Há algo que a promotoria apenas abordou e que você gostaria que a equipe tivesse explorado mais?
Não parece que os funcionários que estão testando sejam tão úteis para o governo. Eles estão dizendo coisas como "É, às vezes ele podia ser um babaca. Mas também, ele tem sido muito prestativo comigo, e eu realmente não vi nada diretamente". Quer dizer, alguns deles corroboram trechos de histórias, mas a acusação é tão clara — Sean Combs e seus associados — que você tem a sensação de que há uma equipe de pessoas ajudando a executá-la. E além do chefe de gabinete dele, quem são essas pessoas? E se for esse exército de bajuladores e soldados rasos, onde eles estão, quais são seus nomes e o que estavam fazendo? "Trabalhei para ele por muito tempo, e ele era incrível, mas meio babaca" — não é isso que a acusação está nos dizendo. Está nos dizendo algo diferente.
Se eu fosse o advogado dele, eu me levantaria nas alegações finais e teria um gráfico com a foto dele no topo, quase como uma árvore de pessoas embaixo, com um rosto vazio atrás do outro. Porque: Quem te disseram que faz parte desta empresa? Ninguém, porque não existe empresa. Você consegue preencher um único nome? Não, não pode, porque eles não te deram nenhum nome. Isto é um castelo de cartas.
No início da nossa conversa, você disse que o governo fez o melhor trabalho possível com o que tinha. Além das imagens ideais de vídeo de Combs literalmente segurando uma arma e forçando as vítimas a praticar atos sexuais, há algo mais que seria realmente útil para a promotoria?

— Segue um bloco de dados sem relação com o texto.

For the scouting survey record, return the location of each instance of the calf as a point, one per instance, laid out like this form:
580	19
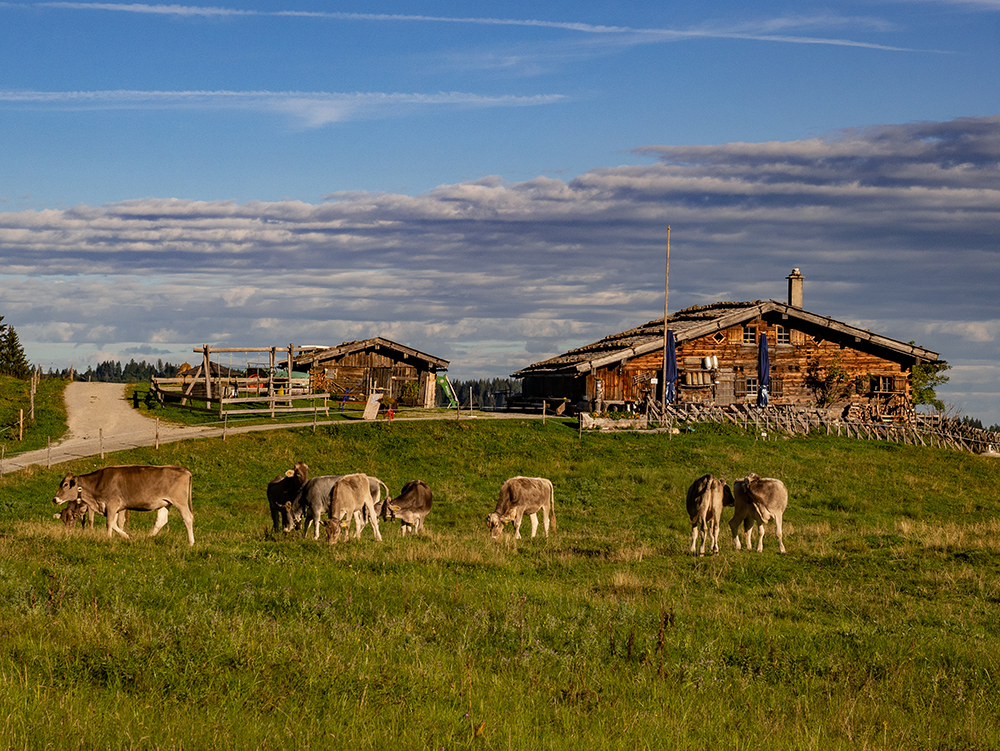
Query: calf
411	506
520	496
281	490
75	511
758	500
705	499
112	490
313	500
349	496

Teria sido muito útil se eles tivessem mensagens de texto em que ele estivesse claramente sendo ameaçador, assustador e coercitivo, e parece que eles não têm isso. Há argumentos que vão e voltam, mas quando os leio, não vejo aquela mensagem cristalina de "Sou um cara superassustador e você vai fazer o que eu digo ou vai correr perigo". E se esse perigo é físico ou econômico, eu simplesmente não consigo ver.
Então parece que isso ainda está muito incerto.
Acho que está no ar, e não acho que seja possível eliminar a questão da celebridade, assim como não é possível eliminar a questão da raça ou do gênero. Acho que a questão da celebridade é o curinga definitivo.